Some changes to the SOR notification rules have been proposed for the new criminal justice bill. The restrictions on SO changing their names has made the headlines, but there are other changes too, in response to the Creedon report.
The new clauses make the following changes:
1. Require RSOs to notify police in advance where they will be absent from their notified home address for five or more days.
2. Create a new requirement to provide advance notification of contact with children for those RSOs who have convictions of sexual offences against a child, and RSOs without child sex offence convictions where police have intelligence suggesting they may pose a risk to children.
3. Give the police the power to receive notification from RSOs virtually in specified circumstances, removing the need for an RSO to be physically present at a police station.
4. Provide the police the power to review and discharge those RSOs who – due to the severity of their original sentence – are indefinitely subject to the notification requirements. If the police are satisfied the offender is low risk, this change would allow the police to discharge the offender from their notification requirements without the RSO having to apply first.
5. Lower the authorising rank from superintendent to inspector for section 96B warrant applications, which allows the police to conduct a home visit on RSOs.
and then there is the name change ban, which allows police to stop someone from changing their name and requires 7 days notice of a name change, not three days.
Number 4 is probably the most significant, because it appears to get rid of the 15 year fixed limit, before someone can be removed from the register. What it does not say is what the minimum period is, before someone can be removed, but potentially, it could see a lot of people taken off the SOR.

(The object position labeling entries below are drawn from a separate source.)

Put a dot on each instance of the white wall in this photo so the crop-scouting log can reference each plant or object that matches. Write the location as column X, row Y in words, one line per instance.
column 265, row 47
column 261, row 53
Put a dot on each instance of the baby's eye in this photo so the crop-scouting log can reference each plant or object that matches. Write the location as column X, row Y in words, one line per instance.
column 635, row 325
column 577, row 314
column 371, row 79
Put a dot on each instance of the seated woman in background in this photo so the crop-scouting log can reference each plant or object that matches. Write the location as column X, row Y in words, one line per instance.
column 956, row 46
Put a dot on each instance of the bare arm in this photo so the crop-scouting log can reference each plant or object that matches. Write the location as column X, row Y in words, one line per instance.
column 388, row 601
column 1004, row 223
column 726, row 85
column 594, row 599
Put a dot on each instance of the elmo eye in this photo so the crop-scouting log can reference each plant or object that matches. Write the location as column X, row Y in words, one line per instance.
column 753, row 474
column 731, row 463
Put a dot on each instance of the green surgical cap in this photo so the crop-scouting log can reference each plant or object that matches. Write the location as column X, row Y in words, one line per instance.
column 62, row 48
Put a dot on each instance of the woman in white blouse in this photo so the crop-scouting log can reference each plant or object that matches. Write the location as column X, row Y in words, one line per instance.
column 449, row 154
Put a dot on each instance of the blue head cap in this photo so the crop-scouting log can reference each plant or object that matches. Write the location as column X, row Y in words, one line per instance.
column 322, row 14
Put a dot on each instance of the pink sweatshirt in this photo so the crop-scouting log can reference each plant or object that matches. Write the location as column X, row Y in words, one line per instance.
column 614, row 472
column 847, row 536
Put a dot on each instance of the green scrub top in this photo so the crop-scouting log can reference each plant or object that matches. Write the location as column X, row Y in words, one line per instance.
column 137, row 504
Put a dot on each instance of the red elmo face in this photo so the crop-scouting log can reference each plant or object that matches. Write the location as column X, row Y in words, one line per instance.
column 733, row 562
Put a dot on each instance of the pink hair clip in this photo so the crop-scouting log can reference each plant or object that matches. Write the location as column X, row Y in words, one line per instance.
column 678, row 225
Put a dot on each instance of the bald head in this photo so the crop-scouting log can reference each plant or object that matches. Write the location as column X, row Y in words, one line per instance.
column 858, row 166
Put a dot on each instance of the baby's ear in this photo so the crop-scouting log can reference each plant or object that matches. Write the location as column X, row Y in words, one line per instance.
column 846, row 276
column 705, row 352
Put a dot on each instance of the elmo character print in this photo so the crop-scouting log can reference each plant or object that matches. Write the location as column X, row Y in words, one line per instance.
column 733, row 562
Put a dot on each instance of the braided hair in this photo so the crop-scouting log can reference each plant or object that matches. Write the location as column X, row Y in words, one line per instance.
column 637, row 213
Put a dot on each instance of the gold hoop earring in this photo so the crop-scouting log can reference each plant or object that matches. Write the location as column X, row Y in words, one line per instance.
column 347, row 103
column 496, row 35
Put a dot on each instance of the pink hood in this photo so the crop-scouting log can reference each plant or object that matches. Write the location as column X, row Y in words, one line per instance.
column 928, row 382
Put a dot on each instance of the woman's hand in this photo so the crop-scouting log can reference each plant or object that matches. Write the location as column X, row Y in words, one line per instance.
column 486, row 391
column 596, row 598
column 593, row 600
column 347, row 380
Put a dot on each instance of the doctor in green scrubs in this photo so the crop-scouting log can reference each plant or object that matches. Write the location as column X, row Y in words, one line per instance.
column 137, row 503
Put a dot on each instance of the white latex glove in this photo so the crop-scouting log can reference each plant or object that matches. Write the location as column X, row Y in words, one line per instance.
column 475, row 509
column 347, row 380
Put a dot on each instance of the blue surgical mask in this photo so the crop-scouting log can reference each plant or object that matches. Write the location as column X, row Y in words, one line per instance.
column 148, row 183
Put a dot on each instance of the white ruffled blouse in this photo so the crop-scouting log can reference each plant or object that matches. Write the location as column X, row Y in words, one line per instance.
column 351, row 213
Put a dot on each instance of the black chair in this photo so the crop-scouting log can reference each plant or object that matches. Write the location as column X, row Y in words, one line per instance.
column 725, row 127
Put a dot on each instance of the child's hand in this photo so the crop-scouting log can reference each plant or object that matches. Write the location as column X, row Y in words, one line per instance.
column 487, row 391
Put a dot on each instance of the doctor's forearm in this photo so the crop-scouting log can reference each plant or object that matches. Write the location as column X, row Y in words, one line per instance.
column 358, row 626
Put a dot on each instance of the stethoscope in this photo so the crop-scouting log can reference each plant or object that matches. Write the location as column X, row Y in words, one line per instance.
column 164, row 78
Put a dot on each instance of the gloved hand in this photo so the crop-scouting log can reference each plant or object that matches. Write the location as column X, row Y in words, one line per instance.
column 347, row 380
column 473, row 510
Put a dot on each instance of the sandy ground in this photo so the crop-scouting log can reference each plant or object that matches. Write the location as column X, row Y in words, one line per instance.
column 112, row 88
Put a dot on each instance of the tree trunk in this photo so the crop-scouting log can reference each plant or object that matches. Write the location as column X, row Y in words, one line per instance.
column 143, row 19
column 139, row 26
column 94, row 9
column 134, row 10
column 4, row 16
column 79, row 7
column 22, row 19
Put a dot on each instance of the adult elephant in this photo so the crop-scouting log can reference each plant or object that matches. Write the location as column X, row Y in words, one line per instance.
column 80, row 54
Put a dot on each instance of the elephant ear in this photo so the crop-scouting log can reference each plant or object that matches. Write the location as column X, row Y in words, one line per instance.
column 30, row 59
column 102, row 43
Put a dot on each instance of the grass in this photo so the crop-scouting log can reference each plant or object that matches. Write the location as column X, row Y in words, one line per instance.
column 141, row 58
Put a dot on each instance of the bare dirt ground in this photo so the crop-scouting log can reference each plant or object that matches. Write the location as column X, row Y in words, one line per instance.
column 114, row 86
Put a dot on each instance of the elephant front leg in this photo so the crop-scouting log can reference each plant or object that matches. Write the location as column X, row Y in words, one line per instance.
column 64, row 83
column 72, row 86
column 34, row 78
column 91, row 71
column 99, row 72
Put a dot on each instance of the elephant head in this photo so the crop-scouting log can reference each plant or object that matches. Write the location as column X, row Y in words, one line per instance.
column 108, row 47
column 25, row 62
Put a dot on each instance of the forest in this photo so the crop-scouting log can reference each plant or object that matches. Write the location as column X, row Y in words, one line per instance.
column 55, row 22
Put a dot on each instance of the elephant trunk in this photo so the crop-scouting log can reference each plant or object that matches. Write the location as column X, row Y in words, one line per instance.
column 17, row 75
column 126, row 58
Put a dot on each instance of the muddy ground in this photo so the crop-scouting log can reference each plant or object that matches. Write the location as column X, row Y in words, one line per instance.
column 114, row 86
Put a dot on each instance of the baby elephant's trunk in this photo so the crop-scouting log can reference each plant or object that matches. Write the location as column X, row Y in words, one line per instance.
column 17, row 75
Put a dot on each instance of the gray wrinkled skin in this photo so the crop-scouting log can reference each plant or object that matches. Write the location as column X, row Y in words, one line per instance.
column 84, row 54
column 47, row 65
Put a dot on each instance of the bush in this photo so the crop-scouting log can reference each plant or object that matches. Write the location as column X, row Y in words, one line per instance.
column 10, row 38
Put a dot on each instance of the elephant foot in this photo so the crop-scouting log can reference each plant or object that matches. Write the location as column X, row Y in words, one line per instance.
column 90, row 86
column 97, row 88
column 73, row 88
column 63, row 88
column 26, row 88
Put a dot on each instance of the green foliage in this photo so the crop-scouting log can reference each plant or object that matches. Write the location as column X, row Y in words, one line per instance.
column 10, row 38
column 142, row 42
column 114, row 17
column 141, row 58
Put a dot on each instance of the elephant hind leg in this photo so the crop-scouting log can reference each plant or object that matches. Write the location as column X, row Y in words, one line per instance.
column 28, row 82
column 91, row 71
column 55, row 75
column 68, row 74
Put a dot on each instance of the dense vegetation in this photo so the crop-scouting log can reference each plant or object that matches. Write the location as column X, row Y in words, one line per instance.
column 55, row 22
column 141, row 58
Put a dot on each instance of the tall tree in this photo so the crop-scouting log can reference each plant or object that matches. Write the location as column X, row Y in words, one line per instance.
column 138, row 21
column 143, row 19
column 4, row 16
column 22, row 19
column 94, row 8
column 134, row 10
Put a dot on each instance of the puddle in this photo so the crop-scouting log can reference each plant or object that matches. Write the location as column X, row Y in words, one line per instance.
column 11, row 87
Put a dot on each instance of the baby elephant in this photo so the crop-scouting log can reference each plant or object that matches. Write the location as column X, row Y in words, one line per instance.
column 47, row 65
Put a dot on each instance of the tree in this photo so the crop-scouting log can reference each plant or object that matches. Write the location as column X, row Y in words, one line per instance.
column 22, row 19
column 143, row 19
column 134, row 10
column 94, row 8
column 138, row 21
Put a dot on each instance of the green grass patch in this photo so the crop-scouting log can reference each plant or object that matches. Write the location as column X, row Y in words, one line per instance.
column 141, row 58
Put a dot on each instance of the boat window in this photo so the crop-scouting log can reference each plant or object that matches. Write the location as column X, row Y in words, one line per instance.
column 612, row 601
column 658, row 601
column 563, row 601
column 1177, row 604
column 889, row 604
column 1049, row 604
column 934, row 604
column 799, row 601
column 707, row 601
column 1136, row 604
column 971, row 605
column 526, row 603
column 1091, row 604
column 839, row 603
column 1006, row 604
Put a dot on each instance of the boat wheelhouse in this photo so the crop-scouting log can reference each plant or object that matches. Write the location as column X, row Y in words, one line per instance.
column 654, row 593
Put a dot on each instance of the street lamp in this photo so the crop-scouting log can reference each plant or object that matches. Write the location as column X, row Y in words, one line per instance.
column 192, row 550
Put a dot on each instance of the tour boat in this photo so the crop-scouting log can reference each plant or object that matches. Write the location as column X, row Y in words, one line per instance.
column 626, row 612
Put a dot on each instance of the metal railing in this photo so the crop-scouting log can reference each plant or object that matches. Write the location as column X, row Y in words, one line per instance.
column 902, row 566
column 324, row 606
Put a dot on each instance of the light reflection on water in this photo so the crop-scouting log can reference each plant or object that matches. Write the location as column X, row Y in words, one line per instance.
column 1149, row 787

But number 2 is perhaps the most restrictive and again requires more detail. It doesn't say what 'contact' means, which is arguably a good opportunity to put that into law, because at the moment, the meaning of the word 'contact' in SHPOs is also unclear.
But lets assume it only means going to a house where a child lives and not any contact with a child anywhere at all, because that would be unworkable. It still creates an almost impossible situation, because how does the person know that the child is going to be there in advance? The current rules require you to notify the police after being in a house with a child for more than 12 hours. The new rules require you to guess where a child is going to be, so what if you get it wrong? Say you arrive at a friends house and there is a child there, that you weren't expecting. Are you now in breach, because you didn't inform the police in advance? That would be crazy. So the only way the law could work, is if you can correctly predict that there will be a child at a particular house, at a particular time. But of course, peoples plans change, so you might be wrong and you have then informed the police for nothing. But at least you can now inform them virtually without going to a police station, so that is something.